La Sveglia

A Gaza nel mirino di Israele ci finisce anche la polizia

Un’auto in fiamme su via al Rashid, a sud-ovest di Gaza City. Dentro c’era il colonnello Jamal Abu Kamil, 43 anni, comandante della polizia del governatorato di Gaza. Il ministero dell’Interno di Gaza riferisce che il 13 agosto un drone ha sparato tre missili sul veicolo e ha ferito altre due persone. Le Forze di difesa israeliane sostengono di aver eliminato un comandante di Hamas entrato in territorio israeliano il 7 ottobre 2023. La polizia di Gaza ha diffuso una nota in cui Abu Kamil risulta “dedito al suo dovere di poliziotto” e privo di altri legami.

Il documento che dovrebbe reggere la transizione dice un’altra cosa. La roadmap in quindici punti pubblicata dal Board of Peace il 31 luglio prevede al punto 7 che i nuovi agenti siano integrati “nelle strutture di polizia esistenti” e che chi non supera il vaglio passi a un incarico civile. Il punto 14 affida la sicurezza interna al comitato nazionale palestinese. Le strutture esistenti, sulla carta, restano in piedi.

Israele intanto ne toglie i comandanti. Il 12 agosto era arrivato il primo attacco aereo dopo oltre una settimana e il 13 i raid sono stati due, a Khan Younis e a Gaza City. Il 9 agosto Benjamin Netanyahu aveva respinto la roadmap: nessun ritiro senza il disarmo reale di Hamas. Domenica Jared Kushner, Nickolay Mladenov e Tony Blair atterrano in Israele e poi al Cairo, dove quel comitato si riunisce da mesi senza entrare a Gaza. Secondo The Hill 5.000 reclute di polizia palestinesi hanno superato il vaglio a fine luglio e aspettano ancora l’addestramento.
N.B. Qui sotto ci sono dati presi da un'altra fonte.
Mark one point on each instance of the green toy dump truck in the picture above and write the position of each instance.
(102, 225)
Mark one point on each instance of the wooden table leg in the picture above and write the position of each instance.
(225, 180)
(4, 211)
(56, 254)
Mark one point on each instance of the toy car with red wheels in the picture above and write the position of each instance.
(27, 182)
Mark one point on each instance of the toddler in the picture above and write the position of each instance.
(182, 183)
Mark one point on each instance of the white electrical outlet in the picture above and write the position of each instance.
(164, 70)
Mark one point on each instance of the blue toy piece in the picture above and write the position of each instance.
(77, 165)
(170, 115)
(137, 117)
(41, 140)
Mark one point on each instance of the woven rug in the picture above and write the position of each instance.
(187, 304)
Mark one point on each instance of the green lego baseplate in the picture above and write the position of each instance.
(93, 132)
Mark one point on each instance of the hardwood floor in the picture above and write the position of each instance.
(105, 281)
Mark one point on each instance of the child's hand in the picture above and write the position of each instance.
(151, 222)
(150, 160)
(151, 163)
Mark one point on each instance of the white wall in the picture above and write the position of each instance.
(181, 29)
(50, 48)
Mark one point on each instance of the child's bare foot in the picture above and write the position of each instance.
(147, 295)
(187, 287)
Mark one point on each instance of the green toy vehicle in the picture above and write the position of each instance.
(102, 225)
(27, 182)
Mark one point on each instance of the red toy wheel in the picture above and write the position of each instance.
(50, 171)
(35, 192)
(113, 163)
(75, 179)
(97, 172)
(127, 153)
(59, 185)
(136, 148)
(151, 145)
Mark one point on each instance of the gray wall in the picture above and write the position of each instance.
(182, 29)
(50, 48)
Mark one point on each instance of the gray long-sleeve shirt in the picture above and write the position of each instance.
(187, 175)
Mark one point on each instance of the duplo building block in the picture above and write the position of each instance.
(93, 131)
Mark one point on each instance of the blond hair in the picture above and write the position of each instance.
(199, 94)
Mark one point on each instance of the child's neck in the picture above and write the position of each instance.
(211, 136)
Il 20 agosto, annuncia Global Sumud Italia, una delegazione della Flotilla salpa da Brindisi verso l’isola albanese di Sazan, contro il progetto turistico legato a Kushner. Il punto 7 intanto resta scritto: “Tutto il personale di polizia sarà sottoposto a un vaglio completo”. Ad Abu Kamil il vaglio è arrivato dall’alto, in tre missili.